思えばこの「まいっか」という言葉は、私自身もとても救われていることに気づきました。私はこの「まいっか」という言葉が今はとても好きです。けれども治療を受ける前の私には、「まいっか」という言葉はありえないものだったように思います。

昔の私にとって「まいっか」という言葉は、何かを途中であきらめたり投げ出したりすることで、それは悪いこと、してはいけないこと(ほかの人は良くても自分は絶対にしてはいけないこと)なんだと信じて疑いませんでした。ですから「まいっか」という言葉を自分が使うことなど考えたこともなかったかもしれません。

 

「セルフケアの道具箱」という本には、スキーマから発せられる「呪いのことば」についてこんな風に書かれています。

 

「生きづらさ」に関するスキーマとは、「呪いのことば」のようなものです。あなたの中に生きづらさにつながるスキーマができてしまったのは、あなたのせいではありません。様々は環境や対人関係のなかで、スキーマが勝手に形成されてしまったのです。あなたになんの責任もありません。

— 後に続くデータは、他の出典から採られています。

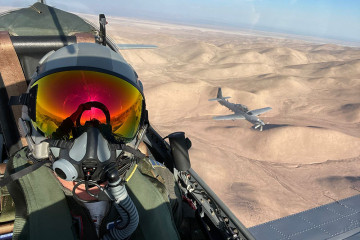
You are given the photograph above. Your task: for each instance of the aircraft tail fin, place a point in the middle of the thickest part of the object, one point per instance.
(219, 96)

 しかし、自分の中にできでしまったスキーマ、すなわち「呪いのことば」をそのままうのみにして生きていくのか、「呪いのことば」から自分を解放して生きていくのか、私たちは選ぶことができます。「呪いのことば」にとらわれて生きていく必要はないのです。

 伊藤絵美著 「セルフケアの道具箱」より

 

私はこの「まいっか」はそんな「呪いのことば」から自分を解放してくれる「魔法のことば」のような気がします。「まいっか」には「まぁいいか。生きていればこんなこともあるよね。そんな中でもよくやっているよね。」という自分自身に対する慈しみやねぎらいの気持ちが込められているように感じるからです。一方でこのような話を患者さんとしていると、時々こんな反応が返ってくることがあります。

 

「それってただの甘えじゃないですか?」

「怠けているだけじゃないですか?」

「どこまでが甘えでどこからが自分へのやさしさなのか分かりません。」

皆さんはどう思われますか?

 

確かに昔の私もこの患者さんたちと同じような受け止め方をしていました。ただ今私がお伝えしたいのは、甘えかどうか、怠けかどうかというような“正しいか間違っているか”が重要なのではなく、あなたにとってその考えが苦しくてしんどいものであるなら、あなたはいつでもそれを手放すことができるということです。そして、私たちはいつでもいつからでも、生きたい人生を生きることができるということです。

 

それでも、患者さんの中には「そうは言っても…」と苦しい考えがあたかも正しい現実であるかのように感じていらっしゃる方も少なくありません。私もかつてはそうでした。いくら生野先生の話を聞いても、自分になじんだ考えがどんなに苦しいとしても、それ以外の選択肢があるということに気づくまでには随分と時間がかかりました。考えてみればそれもそのはずです。何十年と同じ思考パターンの中で生きてきたわけですから、

 

その考えの道筋は踏み固められた雪道と同じようなものですよね。新しい思考パターンを身につけるということは、雪が降り積もってまだ誰の足跡もついていない道を歩き出すようなものです。跡がないからここが道なのかどうかもわからないし、この方向であっているのか不安にもなるでしょう。道なき道に足を踏み入れるのですから最初は心もとない感じがして当然なのです。

 

けれどもその一歩があなたにとっての新たな道となるのです。そこを2度3度と繰り返し歩けば、もう迷うことのないしっかりとした道になります。私も治療を始めたばかりの頃は、自分の目の前には一本の歩きなれた道しかないと信じていました。治療を受け始めると徐々にですが、「私の前にはほかにも道があるのかもしれない(まいっか、とりあえず生野先生の意見を信じてみよう。)」、と考え始めました。

 

そうしているうちに、別の道が視界の端にちょっとだけ見え始め、だんだんとその道がしっかり見えるようになって、やっと「新しい道を進んでみようか(まいっか、とりあえずこっちに行ってみるか)」と思えるようになったのでした。

 

「まいっか」という魔法の言葉を携えながら進んだ新しい道は、これまでとはまったく違った世界へと私を導いてくれました。

冒頭にご紹介した患者さんは「まいっか」とともにどんな道を歩き始めたのでしょうか。